"Open your eyes and see what you can with them before they close forever'
Answers cause us to close our eyes, to only see limitations, to constrain us. But yet, we condition students to be experts of answers. We parade around as experts of answers. But why? How does knowing the finite help us move forward? How does knowing what has already been known going to help in our futures? Of course the obvious answers (see what I did there) are, well, obvious. But why do so very few teachers dare to be unusual? Why do we close our eyes and allow them to be closed forever? I believe there are two explanations to that question:
1. We generally perpetuate what was done to us. Often, we cannot see beyond our own experiences.
2. There is comfort in the known. There is a sense of control and directed-ness that answers provide. It sustains the paradigm we have grown accustomed.
Instead, shouldn’t we be valuing and nurturing curiosity? Shouldn’t we be seeking better questions? In Anthony Doerr's National Book Award winner, All the Light We Cannot See, young Werner is inspired to see.
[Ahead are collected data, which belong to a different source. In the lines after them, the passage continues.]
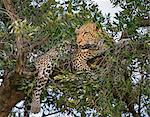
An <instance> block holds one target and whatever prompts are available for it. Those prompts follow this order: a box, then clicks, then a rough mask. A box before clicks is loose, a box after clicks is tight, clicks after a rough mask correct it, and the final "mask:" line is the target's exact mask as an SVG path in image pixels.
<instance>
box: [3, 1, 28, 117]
mask: <svg viewBox="0 0 150 117" xmlns="http://www.w3.org/2000/svg"><path fill="white" fill-rule="evenodd" d="M2 2H3V4H4V7H5V10H6V12H7V15H8V16H9V18H10V19H11V21H12V22H14V21H16V20H18V19H19V16H18V14H17V11H16V9H15V7H14V4H13V2H12V1H11V0H2ZM15 41H16V45H17V49H18V51H17V64H16V66H15V69H14V70H13V71H12V72H10V71H8V72H6V71H7V70H5V75H4V76H3V79H4V82H3V84H2V86H1V87H0V117H7V116H8V115H9V113H10V112H11V109H12V108H13V107H14V106H15V105H16V103H17V102H19V101H20V100H22V99H23V98H24V93H23V92H20V91H18V90H17V85H18V84H19V82H20V79H21V77H22V76H21V71H22V69H23V66H24V64H25V63H24V54H25V53H24V50H23V47H22V42H21V38H20V37H17V36H16V39H15Z"/></svg>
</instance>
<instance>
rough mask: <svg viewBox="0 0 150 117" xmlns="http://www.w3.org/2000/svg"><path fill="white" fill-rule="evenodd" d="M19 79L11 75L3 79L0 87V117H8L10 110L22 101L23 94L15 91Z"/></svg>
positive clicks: (17, 90) (20, 92)
mask: <svg viewBox="0 0 150 117" xmlns="http://www.w3.org/2000/svg"><path fill="white" fill-rule="evenodd" d="M19 79H20V77H18V75H17V74H15V73H12V75H11V76H10V77H5V78H4V82H3V85H2V86H1V87H0V117H8V115H9V113H10V112H11V110H12V108H13V107H14V106H15V105H16V104H17V103H18V102H19V101H21V100H22V99H24V94H23V92H21V91H18V90H17V88H16V87H17V86H16V85H17V84H18V83H19Z"/></svg>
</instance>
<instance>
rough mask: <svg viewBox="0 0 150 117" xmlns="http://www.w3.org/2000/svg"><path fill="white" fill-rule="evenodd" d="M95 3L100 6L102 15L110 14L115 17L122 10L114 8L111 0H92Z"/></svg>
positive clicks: (115, 7)
mask: <svg viewBox="0 0 150 117" xmlns="http://www.w3.org/2000/svg"><path fill="white" fill-rule="evenodd" d="M92 1H94V3H96V4H98V6H99V9H100V10H101V11H102V13H103V14H104V15H105V14H108V13H110V15H111V16H112V17H114V16H115V13H117V12H119V11H120V10H121V8H120V7H115V8H114V7H113V6H112V4H111V2H110V0H92Z"/></svg>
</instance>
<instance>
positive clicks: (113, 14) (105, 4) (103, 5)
mask: <svg viewBox="0 0 150 117" xmlns="http://www.w3.org/2000/svg"><path fill="white" fill-rule="evenodd" d="M92 1H94V2H95V3H96V4H98V6H99V9H100V10H101V11H102V13H103V15H105V14H108V13H110V16H111V17H114V16H115V13H116V12H119V10H121V8H119V7H115V8H113V6H112V4H111V3H110V0H92ZM1 82H2V80H1V79H0V85H1ZM40 116H41V114H40V113H39V114H31V115H30V117H40ZM57 116H59V117H71V116H69V115H62V116H61V115H57ZM49 117H56V115H54V116H52V115H51V116H49Z"/></svg>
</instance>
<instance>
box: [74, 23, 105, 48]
mask: <svg viewBox="0 0 150 117" xmlns="http://www.w3.org/2000/svg"><path fill="white" fill-rule="evenodd" d="M101 32H102V30H101V29H98V28H97V26H96V24H95V23H91V22H89V23H86V24H84V25H82V26H81V27H80V28H79V29H76V35H77V36H76V37H77V39H76V43H77V45H78V47H79V48H83V49H84V48H92V47H94V46H97V44H98V43H99V41H100V40H101V38H100V35H99V34H100V33H101Z"/></svg>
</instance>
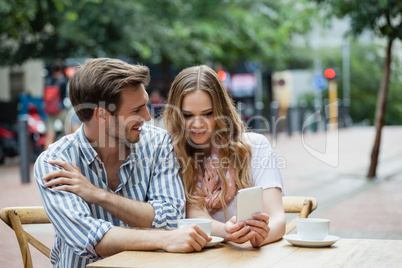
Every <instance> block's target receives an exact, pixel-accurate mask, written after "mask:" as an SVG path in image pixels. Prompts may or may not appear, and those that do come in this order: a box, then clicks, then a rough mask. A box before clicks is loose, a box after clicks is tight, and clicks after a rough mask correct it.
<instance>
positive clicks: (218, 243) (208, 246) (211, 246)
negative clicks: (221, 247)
mask: <svg viewBox="0 0 402 268" xmlns="http://www.w3.org/2000/svg"><path fill="white" fill-rule="evenodd" d="M210 237H212V240H211V241H209V242H208V243H207V244H206V245H205V247H206V248H211V247H214V246H216V245H218V244H219V243H220V242H222V241H223V238H222V237H219V236H212V235H211V236H210Z"/></svg>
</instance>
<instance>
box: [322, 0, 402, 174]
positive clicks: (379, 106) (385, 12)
mask: <svg viewBox="0 0 402 268" xmlns="http://www.w3.org/2000/svg"><path fill="white" fill-rule="evenodd" d="M316 1H317V2H318V3H322V4H326V6H327V7H329V8H330V12H331V13H333V14H335V15H337V16H338V17H349V18H350V20H351V32H352V33H353V34H355V35H357V34H360V33H361V32H363V30H365V29H368V30H371V31H372V32H373V33H375V34H376V35H378V36H380V37H383V38H384V39H385V40H386V42H387V46H386V53H385V55H386V56H385V60H384V69H383V77H382V80H381V83H380V88H379V90H378V99H377V106H376V112H375V120H374V121H375V125H376V136H375V140H374V145H373V149H372V151H371V163H370V167H369V171H368V174H367V177H368V178H370V179H373V178H375V177H376V170H377V163H378V156H379V152H380V144H381V132H382V127H383V126H384V123H385V112H386V106H387V98H388V89H389V81H390V76H391V62H392V44H393V42H394V40H396V39H399V40H402V2H401V1H400V0H367V1H358V0H351V1H342V0H316Z"/></svg>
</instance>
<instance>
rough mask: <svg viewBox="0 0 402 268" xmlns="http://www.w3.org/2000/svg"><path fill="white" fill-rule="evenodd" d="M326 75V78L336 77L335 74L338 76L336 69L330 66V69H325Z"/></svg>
mask: <svg viewBox="0 0 402 268" xmlns="http://www.w3.org/2000/svg"><path fill="white" fill-rule="evenodd" d="M324 76H325V78H327V79H334V78H335V76H336V72H335V70H334V69H332V68H328V69H326V70H325V71H324Z"/></svg>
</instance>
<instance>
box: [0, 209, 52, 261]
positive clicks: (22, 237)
mask: <svg viewBox="0 0 402 268" xmlns="http://www.w3.org/2000/svg"><path fill="white" fill-rule="evenodd" d="M0 217H1V219H2V220H3V221H4V222H5V223H6V224H7V225H8V226H10V228H12V229H13V230H14V232H15V235H16V236H17V240H18V244H19V246H20V250H21V255H22V261H23V263H24V267H28V268H32V258H31V252H30V250H29V246H28V243H30V244H31V245H32V246H34V247H35V248H36V249H37V250H39V251H40V252H42V253H43V254H44V255H45V256H46V257H48V258H50V249H49V248H48V247H47V246H45V245H44V244H43V243H41V242H40V241H39V240H37V239H36V238H35V237H33V236H32V235H30V234H29V233H27V232H26V231H25V230H24V228H23V226H22V225H23V224H45V223H50V220H49V218H48V217H47V215H46V212H45V209H44V208H43V207H8V208H3V209H2V210H1V212H0Z"/></svg>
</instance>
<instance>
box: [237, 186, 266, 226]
mask: <svg viewBox="0 0 402 268" xmlns="http://www.w3.org/2000/svg"><path fill="white" fill-rule="evenodd" d="M262 191H263V189H262V187H261V186H256V187H250V188H246V189H241V190H238V191H237V194H236V199H237V201H236V202H237V203H236V205H237V215H236V218H237V222H240V221H245V220H248V219H252V218H253V214H254V213H256V212H262Z"/></svg>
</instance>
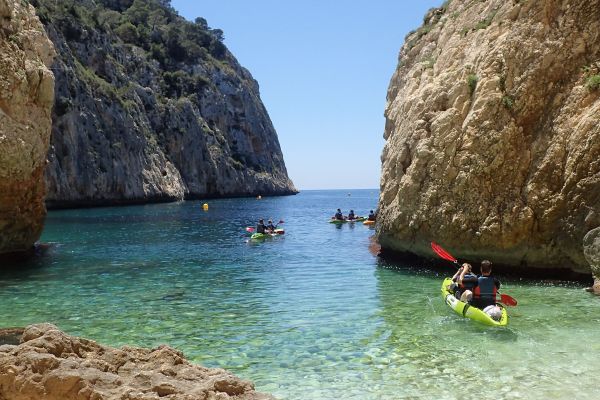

To see what is possible through the enigmatic voice on the radio that consistently encourages all that listen to "open your eyes and see what you can with them before they close forever".
The beauty of this encouragement is that Werner has no idea what is impossible. He isn’t constrained by answers. But, as Werner continues to mature, grow into adulthood, he must resist the temptation to settle for the world of answers. He must persistently refuse to accept this. He must always remind himself to “open your eyes” and “see what you can with them before they close forever”.
How quickly do we close our students’ eyes forever? Do they even get a chance to see? Make clear what is impossible. I would warrant a guess that there are some that would contend making the impossible clear is our primary role as educators. But doesn’t that type of thinking squash curiosity? And who’s to say what is impossible? In a time where quantum mechanics predicts over a dozen dimensions and multi-verses and parallel universes that have every potential form of our selves, how can we dare say that much of anything is impossible?
This leads me to one of my favorite writers and thinkers, physicist Lawrence Krauss. In this short video he discusses how a curriculum that centers on questions would push deeper understanding, engagement, and well, just better individuals. While he focuses primarily on science, I believe the issues are the same. (PLEASE ignore the title of the video)
So, what will we choose to do in our classrooms? Will we choose to see the impossible problems our students will have to deal with? Or, will we close our eyes, and therefore, our students' eyes before they have ever seen?